Engraçado, durante toda a minha vida, eu ouvi as pessoas amaldiçoarem os políticos porque eles “esqueciam” suas promessas depois de eleitos. Agora condenam porque eles as cumprem. Ou seja, o fato da família Coelho se empenhar em aprovar obras que ajudam a minimizar a seca de sua região se torna um escândalo.
Eu pesquisei o sistema Siga, do Senado Federal, para checar se o Ministério de Integração Nacional realmente beneficiou o filho do titular. Li também a nota do Ministério. Hoje em dia é terrivelmente difícil se informar corretamente.
O deputado Coelho Filho explicou que apresenta emendas ao orçamento da Integração Nacional desde o exercício de 2009: “antes, portanto, da entrada do pai no ministério”, o que ocorreu em janeiro de 2011. E que, “nas gestões anteriores, teve melhor execução de emendas”. Alguém foi conferir a afirmação do garoto? Eu fui. Voltei ao Siga e vi que, em 2010, quando seu pai não era ministro, ele teve 100% de um total de R$ 5,2 milhões aprovados, relativos a uma emenda destinada igualmente ao Codevasf.

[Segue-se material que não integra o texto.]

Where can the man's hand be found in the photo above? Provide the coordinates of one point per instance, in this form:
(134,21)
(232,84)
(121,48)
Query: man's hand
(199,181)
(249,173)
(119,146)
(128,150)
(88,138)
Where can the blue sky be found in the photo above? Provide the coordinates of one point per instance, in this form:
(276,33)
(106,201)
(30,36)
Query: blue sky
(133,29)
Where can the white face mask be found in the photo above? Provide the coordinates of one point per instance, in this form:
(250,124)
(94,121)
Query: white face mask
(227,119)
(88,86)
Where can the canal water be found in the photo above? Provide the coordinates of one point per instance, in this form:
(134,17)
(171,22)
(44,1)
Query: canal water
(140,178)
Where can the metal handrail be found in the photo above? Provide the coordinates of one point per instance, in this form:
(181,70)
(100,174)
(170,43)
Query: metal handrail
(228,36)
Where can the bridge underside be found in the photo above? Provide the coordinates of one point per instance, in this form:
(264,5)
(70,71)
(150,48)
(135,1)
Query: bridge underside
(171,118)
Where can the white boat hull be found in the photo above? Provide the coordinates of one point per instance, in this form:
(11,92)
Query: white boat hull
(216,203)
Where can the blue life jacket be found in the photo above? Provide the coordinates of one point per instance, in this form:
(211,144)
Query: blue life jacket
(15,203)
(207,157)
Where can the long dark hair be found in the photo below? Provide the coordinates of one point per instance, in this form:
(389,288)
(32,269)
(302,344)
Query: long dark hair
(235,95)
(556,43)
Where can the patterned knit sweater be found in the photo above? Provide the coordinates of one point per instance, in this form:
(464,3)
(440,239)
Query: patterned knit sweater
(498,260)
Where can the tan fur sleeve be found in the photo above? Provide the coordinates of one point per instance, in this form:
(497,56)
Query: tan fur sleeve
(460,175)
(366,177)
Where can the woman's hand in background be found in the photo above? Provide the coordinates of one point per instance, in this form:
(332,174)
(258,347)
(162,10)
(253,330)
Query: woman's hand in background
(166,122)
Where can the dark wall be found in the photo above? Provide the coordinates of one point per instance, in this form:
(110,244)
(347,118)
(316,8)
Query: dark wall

É preciso contextualizar e esclarecer. Cada deputado federal tem permissão para encaminhar emendas aos ministérios no valor total de R$ 13 milhões. Tirante essa restrição do valor máximo, eles tem liberdade para escolher o destino dos recursos. É uma regra democrática e constitucional que valoriza o mandato parlamentar. Os deputados do Nordeste costumam encaminhar boa parte desses valores ao ministério de Integração Nacional, por causa da já supra-dita relação desta pasta com a região. Os R$ 9 milhões encaminhados pelo pernambucano Coelho Filho ao ministério presidido por seu pai, portanto, estão dentro da normalidade. Deputados que encaminharam emendas de valor menor à Integração, fizeram-no porque decidiram trabalhar com outras pastas, não porque foram discriminados. No total, todo mundo tem seus R$ 13 milhões aprovados, embora o pagamento final desses recursos muitas vezes demore até mais de 2 anos para ser efetivado.
Mesmo assim, o relatório Siga mostra que inúmeros outros parlamentares tiveram emendas de valor maior aprovado pelo Ministério. A Folha diz que “sete parlamentares tinha emendas em valor maior do que o apresentado por ele. Contudo nenhum teve liberações acima da registrada para o filho do ministro”. Bem, eu também examinei o Siga, e descobri, por exemplo, que o deputado Givaldo Carimbão, do PSB de Alagoas, teve uma emenda aprovada no valor de R$ 9,1 milhões em 2011, para um projeto orçado em R$ 13,6 milhões, dos quais exatamente R$ 10,24 milhões foram empenhados pelo ministério da Integração.